L’altro elemento che non fa decollare il gioco a modo è quanto sia piatta la parte strategica. I vostri compagni sono animati da un’intelligenza artificiale estremamente scarsa, si muovono sempre in gruppo e attaccano con una cadenza di fuoco da pensionato. Solo dopo aver indicato un bersaglio prioritario questi svuotano i caricatori sul nemico, con poco riguardo a coperture o movimenti tattici. Se da un lato questo sposta il comando dell’azione al giocatore, dover praticamente inquadrare ogni nemico che si vuole eliminare in fretta diventa stancante velocemente. E se già devo inquadrarlo, tanto vale che lo faccia fuori io, no? Le abilità speciali offrono anch’esse poco, nel senso che se c’è il nemico grosso con tanti punti vita o l’orda immonda, le si attiva e fine. Quando e come usarla diventa abbastanza scontato.
Spugne, spugne ovunque
I livelli di difficoltà aumentano i danni e i punti vita dei nemici, oltre che la loro cadenza di fuoco e reattività generale. A difficoltà consigliata il gioco sa dimostrarsi anche tosto, forzando il giocatore ad agire con cautela, concedendosi molte pause per aspettare il cooldown delle abilità speciali e a usare il Graviciclo più come una torretta che come un caccia o elicottero d’assalto. I livelli finali sono particolarmente gonfi di nemici ciccioni e la situazione diventa più snervante che altro.
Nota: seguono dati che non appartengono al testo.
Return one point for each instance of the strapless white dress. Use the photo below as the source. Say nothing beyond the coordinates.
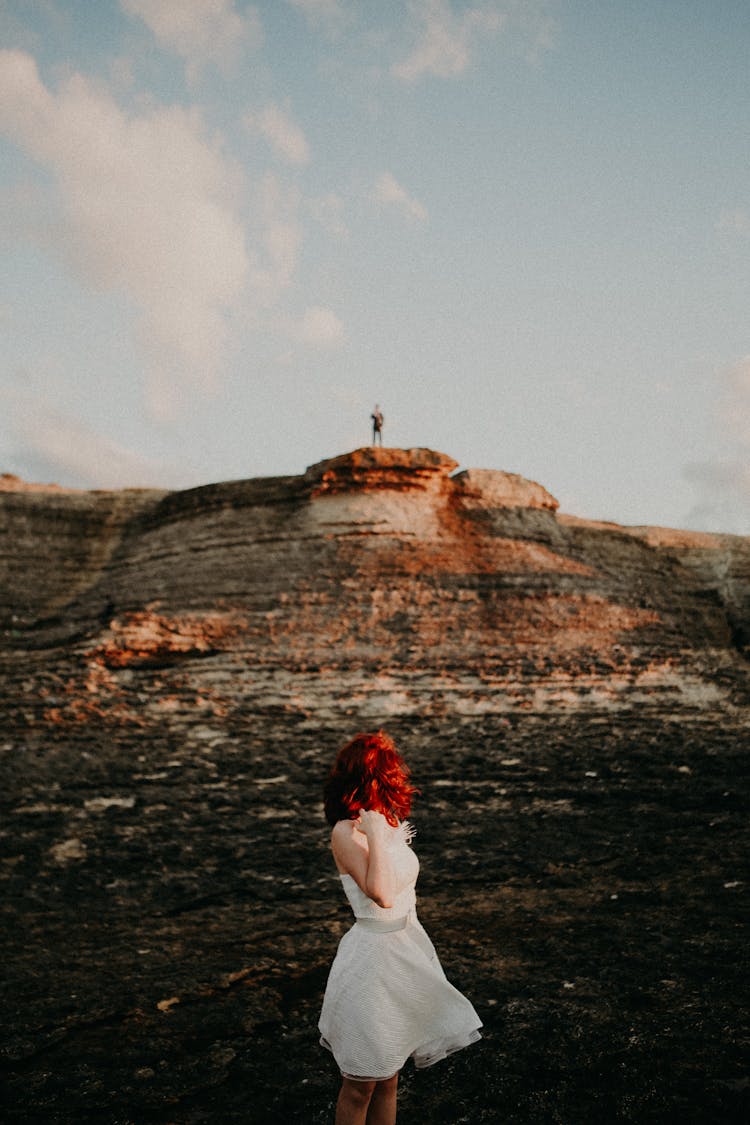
(387, 998)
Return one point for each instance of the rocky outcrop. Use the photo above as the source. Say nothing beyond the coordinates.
(179, 668)
(378, 583)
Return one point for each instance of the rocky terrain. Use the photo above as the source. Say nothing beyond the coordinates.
(179, 668)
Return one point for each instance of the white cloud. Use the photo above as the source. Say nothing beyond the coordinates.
(321, 10)
(199, 30)
(321, 327)
(145, 212)
(735, 402)
(279, 233)
(724, 484)
(734, 222)
(390, 192)
(55, 447)
(285, 136)
(328, 210)
(444, 38)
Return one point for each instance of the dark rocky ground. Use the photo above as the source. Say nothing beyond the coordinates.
(170, 917)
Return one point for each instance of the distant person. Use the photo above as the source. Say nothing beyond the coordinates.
(377, 425)
(387, 998)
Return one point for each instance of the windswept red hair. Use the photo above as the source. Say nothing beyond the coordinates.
(369, 773)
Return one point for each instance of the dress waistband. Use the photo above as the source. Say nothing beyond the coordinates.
(382, 925)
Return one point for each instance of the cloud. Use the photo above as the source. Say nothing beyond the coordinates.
(316, 11)
(735, 402)
(389, 192)
(734, 223)
(328, 210)
(59, 448)
(723, 485)
(145, 212)
(321, 327)
(444, 38)
(285, 136)
(200, 32)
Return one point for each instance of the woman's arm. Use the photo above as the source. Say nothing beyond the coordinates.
(360, 851)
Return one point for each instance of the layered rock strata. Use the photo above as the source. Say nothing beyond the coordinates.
(378, 583)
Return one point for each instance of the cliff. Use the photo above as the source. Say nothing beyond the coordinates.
(572, 698)
(378, 583)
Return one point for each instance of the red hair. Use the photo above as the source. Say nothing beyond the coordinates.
(369, 773)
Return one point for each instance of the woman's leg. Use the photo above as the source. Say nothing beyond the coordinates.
(382, 1104)
(353, 1101)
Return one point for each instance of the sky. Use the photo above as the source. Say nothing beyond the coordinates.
(520, 226)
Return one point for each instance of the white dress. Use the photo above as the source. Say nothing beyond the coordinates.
(387, 998)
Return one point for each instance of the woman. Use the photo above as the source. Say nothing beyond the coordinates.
(387, 996)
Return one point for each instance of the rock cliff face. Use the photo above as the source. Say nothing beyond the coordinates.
(572, 699)
(379, 583)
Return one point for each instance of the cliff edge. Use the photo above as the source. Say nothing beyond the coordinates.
(381, 582)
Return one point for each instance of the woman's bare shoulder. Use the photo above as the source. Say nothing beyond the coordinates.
(343, 830)
(346, 845)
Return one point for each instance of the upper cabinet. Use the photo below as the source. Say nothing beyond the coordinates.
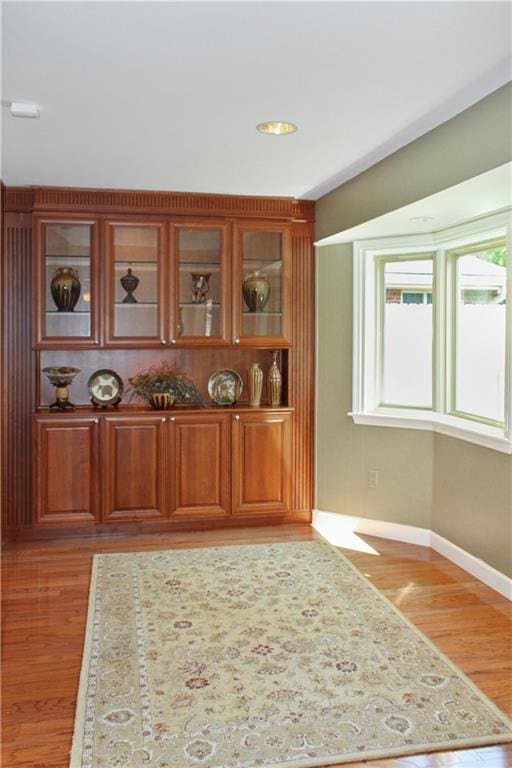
(145, 282)
(136, 264)
(200, 283)
(66, 284)
(261, 292)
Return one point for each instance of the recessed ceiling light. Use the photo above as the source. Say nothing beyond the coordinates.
(277, 127)
(421, 219)
(19, 109)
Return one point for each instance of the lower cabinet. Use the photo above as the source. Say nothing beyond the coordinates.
(134, 468)
(261, 464)
(200, 465)
(66, 469)
(183, 466)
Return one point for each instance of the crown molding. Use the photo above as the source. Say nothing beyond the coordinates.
(69, 199)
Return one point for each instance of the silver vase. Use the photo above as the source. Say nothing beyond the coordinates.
(275, 382)
(254, 384)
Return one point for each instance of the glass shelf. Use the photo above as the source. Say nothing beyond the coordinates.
(199, 266)
(64, 256)
(74, 312)
(262, 314)
(136, 261)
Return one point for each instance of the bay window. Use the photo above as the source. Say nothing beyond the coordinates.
(433, 332)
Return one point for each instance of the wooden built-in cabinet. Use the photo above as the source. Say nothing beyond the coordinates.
(161, 278)
(194, 465)
(261, 462)
(167, 258)
(72, 244)
(66, 469)
(200, 464)
(134, 465)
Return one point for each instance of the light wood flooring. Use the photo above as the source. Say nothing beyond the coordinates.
(45, 591)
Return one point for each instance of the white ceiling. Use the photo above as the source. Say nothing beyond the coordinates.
(484, 194)
(167, 95)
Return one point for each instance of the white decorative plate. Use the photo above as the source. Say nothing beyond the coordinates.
(225, 386)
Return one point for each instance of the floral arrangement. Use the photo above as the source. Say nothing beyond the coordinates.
(165, 378)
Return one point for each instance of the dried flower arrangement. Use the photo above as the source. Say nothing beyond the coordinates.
(165, 379)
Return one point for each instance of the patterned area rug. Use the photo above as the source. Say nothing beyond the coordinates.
(278, 655)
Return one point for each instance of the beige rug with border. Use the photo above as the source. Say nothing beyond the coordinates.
(278, 655)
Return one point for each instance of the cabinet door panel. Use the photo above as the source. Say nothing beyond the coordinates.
(136, 298)
(66, 470)
(261, 463)
(66, 285)
(200, 449)
(201, 283)
(261, 290)
(135, 468)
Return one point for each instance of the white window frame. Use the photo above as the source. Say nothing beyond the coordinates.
(367, 256)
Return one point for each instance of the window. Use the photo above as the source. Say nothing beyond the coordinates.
(406, 338)
(431, 349)
(479, 324)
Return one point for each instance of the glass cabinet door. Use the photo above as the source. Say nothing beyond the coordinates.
(201, 284)
(67, 296)
(135, 254)
(262, 285)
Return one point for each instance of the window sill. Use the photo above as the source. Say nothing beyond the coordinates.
(470, 431)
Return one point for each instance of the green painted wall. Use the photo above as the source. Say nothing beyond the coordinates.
(478, 139)
(472, 500)
(461, 491)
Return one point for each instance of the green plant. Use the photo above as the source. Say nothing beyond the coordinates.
(165, 378)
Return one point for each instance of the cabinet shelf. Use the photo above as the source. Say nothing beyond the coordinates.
(66, 256)
(198, 266)
(246, 313)
(74, 312)
(129, 262)
(267, 262)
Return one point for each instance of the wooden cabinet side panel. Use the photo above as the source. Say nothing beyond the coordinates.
(66, 471)
(134, 468)
(261, 463)
(200, 449)
(17, 368)
(301, 367)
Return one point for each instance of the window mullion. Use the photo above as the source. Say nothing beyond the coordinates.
(439, 372)
(508, 333)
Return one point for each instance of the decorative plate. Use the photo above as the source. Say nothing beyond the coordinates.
(105, 387)
(225, 386)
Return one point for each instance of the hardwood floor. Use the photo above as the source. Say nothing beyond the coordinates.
(44, 596)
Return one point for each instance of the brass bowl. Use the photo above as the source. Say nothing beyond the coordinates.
(61, 376)
(161, 400)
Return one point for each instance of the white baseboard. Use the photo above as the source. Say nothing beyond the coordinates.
(473, 565)
(423, 537)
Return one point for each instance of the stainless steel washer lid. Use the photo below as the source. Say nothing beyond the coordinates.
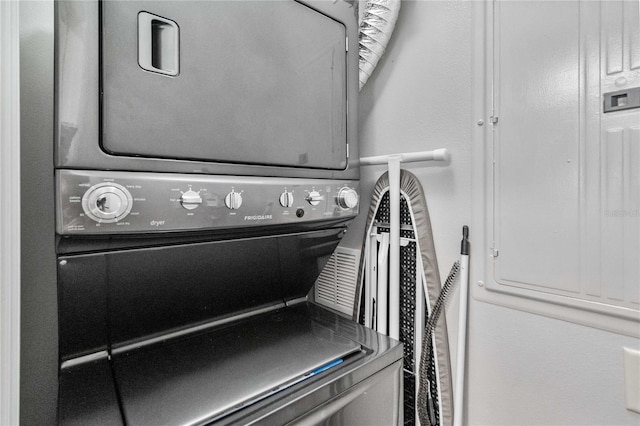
(210, 375)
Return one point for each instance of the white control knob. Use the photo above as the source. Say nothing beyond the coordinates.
(286, 199)
(107, 202)
(347, 198)
(190, 200)
(233, 200)
(314, 198)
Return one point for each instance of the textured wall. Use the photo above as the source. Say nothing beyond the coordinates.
(522, 368)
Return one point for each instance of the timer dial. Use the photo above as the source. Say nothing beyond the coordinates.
(107, 202)
(314, 198)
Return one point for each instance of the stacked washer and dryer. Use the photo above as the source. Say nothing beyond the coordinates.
(204, 175)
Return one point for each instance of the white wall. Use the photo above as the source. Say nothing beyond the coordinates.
(522, 368)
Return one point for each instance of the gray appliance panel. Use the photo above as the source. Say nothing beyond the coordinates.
(205, 377)
(259, 82)
(156, 202)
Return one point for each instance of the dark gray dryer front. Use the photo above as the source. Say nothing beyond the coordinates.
(185, 328)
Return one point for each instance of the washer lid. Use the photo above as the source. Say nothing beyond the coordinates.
(205, 377)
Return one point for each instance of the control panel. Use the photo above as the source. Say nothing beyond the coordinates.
(101, 202)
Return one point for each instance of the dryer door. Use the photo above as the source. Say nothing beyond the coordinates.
(248, 82)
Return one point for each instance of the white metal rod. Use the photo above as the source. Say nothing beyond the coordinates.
(382, 305)
(462, 342)
(408, 157)
(370, 293)
(394, 247)
(419, 324)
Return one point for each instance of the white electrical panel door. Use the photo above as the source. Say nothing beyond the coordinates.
(564, 192)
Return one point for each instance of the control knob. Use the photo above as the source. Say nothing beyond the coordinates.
(347, 198)
(314, 198)
(107, 202)
(233, 200)
(190, 199)
(286, 199)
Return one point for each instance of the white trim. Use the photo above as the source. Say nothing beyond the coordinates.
(9, 214)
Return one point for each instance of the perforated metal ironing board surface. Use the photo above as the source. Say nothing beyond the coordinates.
(202, 378)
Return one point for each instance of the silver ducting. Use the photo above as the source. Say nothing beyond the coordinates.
(376, 26)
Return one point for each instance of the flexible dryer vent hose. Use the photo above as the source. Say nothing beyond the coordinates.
(378, 20)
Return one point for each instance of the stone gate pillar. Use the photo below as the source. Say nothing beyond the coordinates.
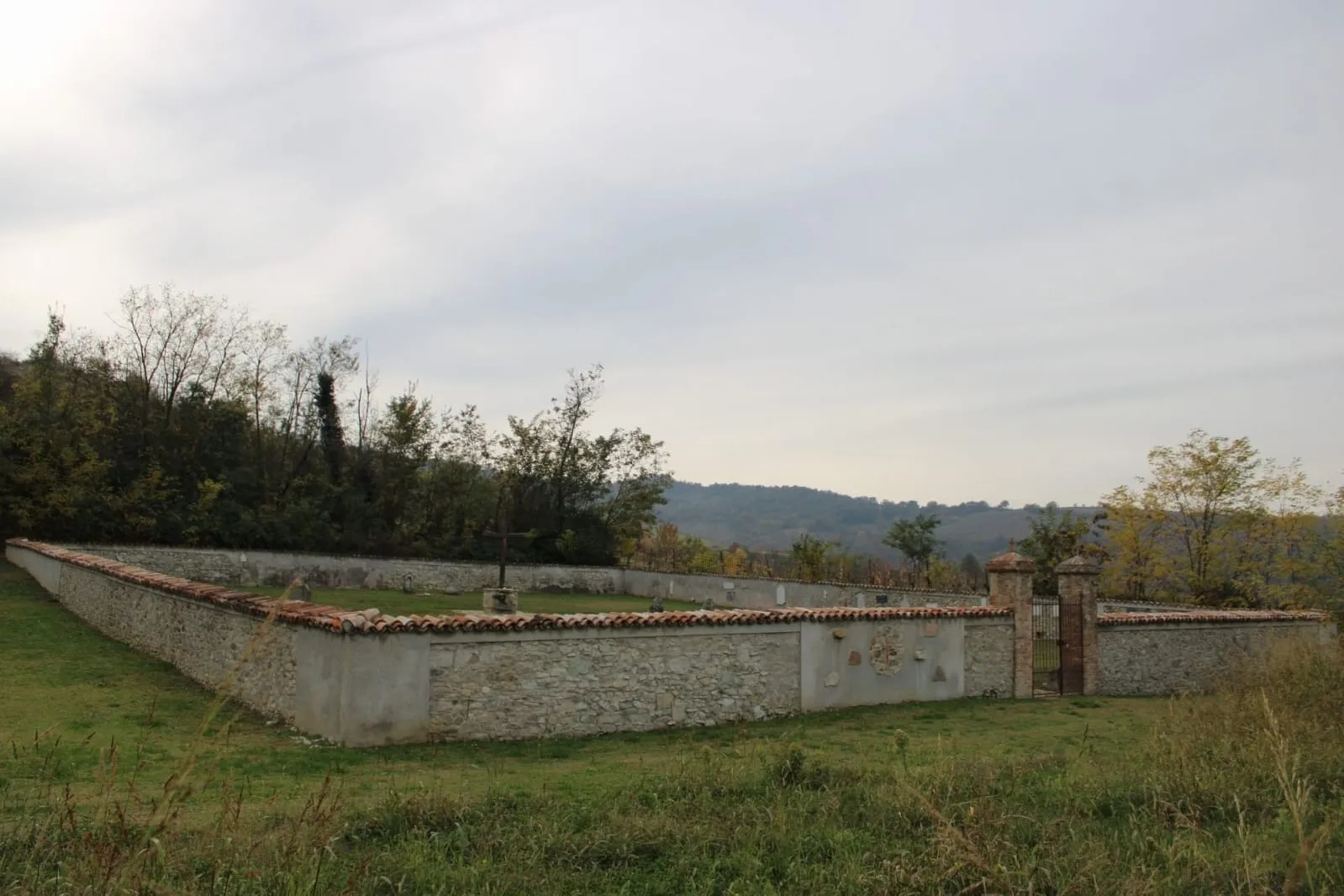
(1009, 586)
(1078, 586)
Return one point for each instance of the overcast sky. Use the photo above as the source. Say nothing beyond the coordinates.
(937, 250)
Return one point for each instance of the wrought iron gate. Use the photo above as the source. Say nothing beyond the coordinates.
(1057, 646)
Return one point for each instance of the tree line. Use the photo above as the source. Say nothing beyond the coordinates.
(1213, 523)
(198, 424)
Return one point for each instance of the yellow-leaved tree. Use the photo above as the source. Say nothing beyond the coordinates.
(1216, 523)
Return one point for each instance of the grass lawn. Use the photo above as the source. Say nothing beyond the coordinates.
(437, 603)
(105, 788)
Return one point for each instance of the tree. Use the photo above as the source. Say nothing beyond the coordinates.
(1054, 538)
(1216, 523)
(972, 570)
(1135, 527)
(915, 540)
(809, 556)
(1207, 487)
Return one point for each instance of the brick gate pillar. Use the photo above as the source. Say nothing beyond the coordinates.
(1009, 586)
(1078, 586)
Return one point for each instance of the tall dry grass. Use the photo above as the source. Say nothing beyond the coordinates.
(1236, 793)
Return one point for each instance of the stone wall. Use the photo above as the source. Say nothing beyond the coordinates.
(594, 682)
(206, 642)
(278, 568)
(1178, 657)
(988, 657)
(367, 678)
(765, 594)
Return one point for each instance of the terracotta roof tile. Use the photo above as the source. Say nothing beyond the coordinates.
(372, 621)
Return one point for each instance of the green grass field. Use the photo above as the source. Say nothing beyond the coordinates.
(112, 783)
(430, 603)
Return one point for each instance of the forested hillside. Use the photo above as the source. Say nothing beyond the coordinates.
(772, 518)
(198, 424)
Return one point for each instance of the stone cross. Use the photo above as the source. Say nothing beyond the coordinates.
(504, 535)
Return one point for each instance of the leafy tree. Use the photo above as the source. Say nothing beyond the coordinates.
(915, 539)
(809, 556)
(1216, 523)
(1207, 487)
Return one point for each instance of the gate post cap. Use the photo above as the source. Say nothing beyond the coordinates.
(1011, 561)
(1078, 565)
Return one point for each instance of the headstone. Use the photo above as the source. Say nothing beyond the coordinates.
(499, 601)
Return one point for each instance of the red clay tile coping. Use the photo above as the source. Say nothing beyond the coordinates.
(372, 622)
(1209, 615)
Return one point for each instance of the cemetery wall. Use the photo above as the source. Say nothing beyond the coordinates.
(202, 640)
(1176, 656)
(765, 594)
(278, 568)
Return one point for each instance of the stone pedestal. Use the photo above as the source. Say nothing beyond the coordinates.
(1078, 586)
(499, 601)
(1009, 586)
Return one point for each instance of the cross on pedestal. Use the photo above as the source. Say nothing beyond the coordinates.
(504, 535)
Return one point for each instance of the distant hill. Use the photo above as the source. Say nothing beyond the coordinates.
(767, 516)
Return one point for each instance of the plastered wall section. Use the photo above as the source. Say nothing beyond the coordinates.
(204, 642)
(593, 682)
(1187, 657)
(867, 662)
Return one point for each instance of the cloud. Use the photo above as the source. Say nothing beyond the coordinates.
(913, 250)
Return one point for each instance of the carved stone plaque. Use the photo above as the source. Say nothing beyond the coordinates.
(886, 651)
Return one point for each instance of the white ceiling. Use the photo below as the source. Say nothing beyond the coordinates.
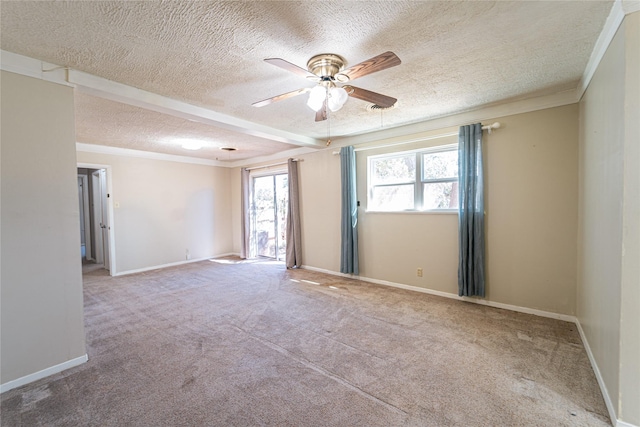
(456, 56)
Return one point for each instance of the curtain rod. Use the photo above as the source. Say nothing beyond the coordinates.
(272, 164)
(488, 128)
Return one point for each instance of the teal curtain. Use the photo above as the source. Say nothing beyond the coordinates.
(294, 231)
(470, 212)
(349, 250)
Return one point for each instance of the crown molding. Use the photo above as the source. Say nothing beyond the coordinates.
(486, 113)
(618, 11)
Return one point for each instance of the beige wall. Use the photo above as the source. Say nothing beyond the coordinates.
(166, 208)
(42, 313)
(531, 202)
(608, 280)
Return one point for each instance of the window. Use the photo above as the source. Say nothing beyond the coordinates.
(423, 180)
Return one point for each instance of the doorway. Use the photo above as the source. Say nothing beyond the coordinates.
(94, 219)
(270, 201)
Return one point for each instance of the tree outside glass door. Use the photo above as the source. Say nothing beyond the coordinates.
(270, 201)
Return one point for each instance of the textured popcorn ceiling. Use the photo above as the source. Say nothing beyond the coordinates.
(103, 122)
(456, 55)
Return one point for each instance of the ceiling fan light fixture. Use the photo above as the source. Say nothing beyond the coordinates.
(337, 98)
(316, 97)
(191, 144)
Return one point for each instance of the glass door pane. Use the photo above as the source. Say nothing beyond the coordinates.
(263, 218)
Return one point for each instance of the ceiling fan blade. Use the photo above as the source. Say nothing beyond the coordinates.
(321, 114)
(290, 67)
(281, 97)
(373, 97)
(377, 63)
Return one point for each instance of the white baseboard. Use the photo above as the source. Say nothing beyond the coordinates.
(527, 310)
(567, 318)
(171, 264)
(10, 385)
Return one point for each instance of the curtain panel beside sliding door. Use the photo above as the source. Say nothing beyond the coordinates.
(294, 233)
(349, 225)
(470, 212)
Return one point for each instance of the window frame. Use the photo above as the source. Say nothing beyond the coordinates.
(418, 182)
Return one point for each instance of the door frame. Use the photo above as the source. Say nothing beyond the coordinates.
(283, 170)
(86, 216)
(110, 215)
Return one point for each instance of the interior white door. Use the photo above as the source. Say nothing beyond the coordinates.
(105, 218)
(85, 216)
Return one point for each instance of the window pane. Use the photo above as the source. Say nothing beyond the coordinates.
(394, 170)
(392, 198)
(440, 195)
(440, 165)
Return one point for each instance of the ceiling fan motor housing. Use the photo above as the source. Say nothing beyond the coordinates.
(326, 65)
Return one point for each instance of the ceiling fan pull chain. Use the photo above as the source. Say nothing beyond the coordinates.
(328, 127)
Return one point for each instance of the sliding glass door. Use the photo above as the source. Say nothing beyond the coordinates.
(270, 199)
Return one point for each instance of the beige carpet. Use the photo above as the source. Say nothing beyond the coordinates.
(252, 344)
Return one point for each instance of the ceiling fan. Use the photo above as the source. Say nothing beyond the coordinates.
(327, 69)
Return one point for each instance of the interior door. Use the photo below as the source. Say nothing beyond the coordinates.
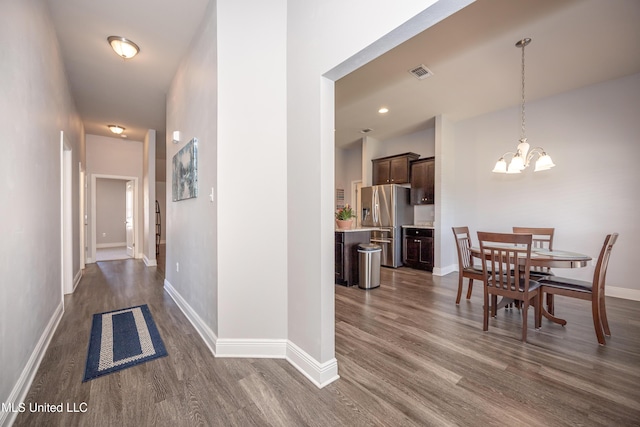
(129, 226)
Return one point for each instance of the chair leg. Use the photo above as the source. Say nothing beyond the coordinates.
(485, 309)
(525, 310)
(597, 322)
(603, 317)
(459, 289)
(538, 309)
(470, 288)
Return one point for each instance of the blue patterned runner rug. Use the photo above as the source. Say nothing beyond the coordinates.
(121, 339)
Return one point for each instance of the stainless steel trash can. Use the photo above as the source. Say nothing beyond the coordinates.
(369, 265)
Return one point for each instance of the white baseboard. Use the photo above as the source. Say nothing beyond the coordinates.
(111, 245)
(321, 374)
(624, 293)
(149, 262)
(76, 280)
(318, 373)
(443, 271)
(252, 348)
(209, 338)
(21, 388)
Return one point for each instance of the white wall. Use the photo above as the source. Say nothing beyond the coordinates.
(34, 107)
(192, 224)
(348, 168)
(592, 136)
(115, 157)
(149, 197)
(110, 212)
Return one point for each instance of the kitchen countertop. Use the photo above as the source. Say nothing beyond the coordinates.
(351, 230)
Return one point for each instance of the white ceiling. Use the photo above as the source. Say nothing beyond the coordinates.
(108, 89)
(476, 66)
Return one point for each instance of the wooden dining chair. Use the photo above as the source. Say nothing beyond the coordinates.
(466, 269)
(504, 253)
(591, 291)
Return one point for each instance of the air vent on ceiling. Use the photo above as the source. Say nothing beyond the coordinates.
(421, 72)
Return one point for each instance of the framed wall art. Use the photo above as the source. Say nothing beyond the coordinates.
(185, 172)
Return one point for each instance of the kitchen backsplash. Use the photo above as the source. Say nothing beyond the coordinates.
(423, 215)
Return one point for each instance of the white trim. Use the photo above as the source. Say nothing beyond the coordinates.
(624, 293)
(438, 271)
(111, 245)
(318, 373)
(149, 262)
(321, 374)
(203, 329)
(76, 280)
(21, 388)
(251, 348)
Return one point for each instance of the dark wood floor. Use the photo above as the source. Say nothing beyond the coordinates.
(408, 356)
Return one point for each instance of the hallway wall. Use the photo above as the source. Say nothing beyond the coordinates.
(35, 106)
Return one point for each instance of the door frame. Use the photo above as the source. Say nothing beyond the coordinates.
(66, 228)
(136, 210)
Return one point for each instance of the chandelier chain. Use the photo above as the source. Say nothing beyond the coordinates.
(523, 133)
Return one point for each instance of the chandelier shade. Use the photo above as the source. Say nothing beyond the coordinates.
(116, 129)
(123, 47)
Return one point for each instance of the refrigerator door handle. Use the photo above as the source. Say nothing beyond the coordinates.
(380, 241)
(376, 206)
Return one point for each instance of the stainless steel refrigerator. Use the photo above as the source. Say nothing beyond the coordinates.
(387, 207)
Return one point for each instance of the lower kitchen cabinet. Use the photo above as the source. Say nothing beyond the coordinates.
(346, 256)
(418, 248)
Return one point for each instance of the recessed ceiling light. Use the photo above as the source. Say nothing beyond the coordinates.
(116, 129)
(421, 72)
(124, 48)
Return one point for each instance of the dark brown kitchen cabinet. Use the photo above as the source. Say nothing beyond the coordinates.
(423, 181)
(418, 248)
(393, 169)
(346, 255)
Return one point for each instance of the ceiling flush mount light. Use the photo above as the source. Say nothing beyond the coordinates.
(522, 157)
(116, 129)
(124, 48)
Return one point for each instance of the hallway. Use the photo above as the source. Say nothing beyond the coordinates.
(189, 387)
(407, 356)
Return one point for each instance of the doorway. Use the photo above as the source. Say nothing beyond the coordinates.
(66, 229)
(114, 214)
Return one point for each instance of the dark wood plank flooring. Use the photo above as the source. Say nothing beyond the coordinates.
(408, 356)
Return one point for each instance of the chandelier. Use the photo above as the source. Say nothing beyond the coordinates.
(522, 157)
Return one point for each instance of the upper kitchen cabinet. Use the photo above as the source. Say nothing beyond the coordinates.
(393, 169)
(423, 181)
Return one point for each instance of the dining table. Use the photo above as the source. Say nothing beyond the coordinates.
(544, 258)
In mezzo a questo c’è anche un sistema di progressione, che aumenta punti vita, cooldown e altre caratteristiche del proprio Graviciclo e dei propri compagni. Non ho notato differenze sostanziali tra inizio e fine gioco. Considerando che le missioni della storia vi forzano ad usare uno specifico loadout del vostro mezzo e una squadra fissa, il tutto ha relativamente poco senso e poteva essere gestito solamente con un sistema automatico (presente come opzione), invece di lasciare nelle mani del giocatore una fantomatica scelta.
Tecnicamente secondo me si è fatto un buon lavoro. Sulla mia configurazione di test, avente uno Xeon 1650, 16GB di RAM DDR3 ed una RTX 2060, si riesce a gestire il full HD a 100+fps con dettagli massimi e la resa visiva è buona, anche se forse un po’ troppo soffice. Peccato che le ambientazioni risultino generiche, perché lato personaggi gli sviluppatori hanno invece svolto un buon lavoro e li hanno resi interessanti, e che dal lato musicale non ci sia altro oltre al tema principale.
Mi rendo conto di non essere stato particolarmente lusinghiero con il gioco, ma quello che mi ha lasciato è un impianto base che ha del potenziale, che però non viene espresso al meglio da nessuna delle sue parti. Giocare Disintegration non apporterà nulla di prezioso alla vostra vita da giocatore. Brutto? Mai. Ma essere dimenticabile è forse il crimine maggiore per un videogame.
Riservo il mio giudizio per la parte multiplayer, che testerò a modo dopo il lancio a server, si spera, pieni.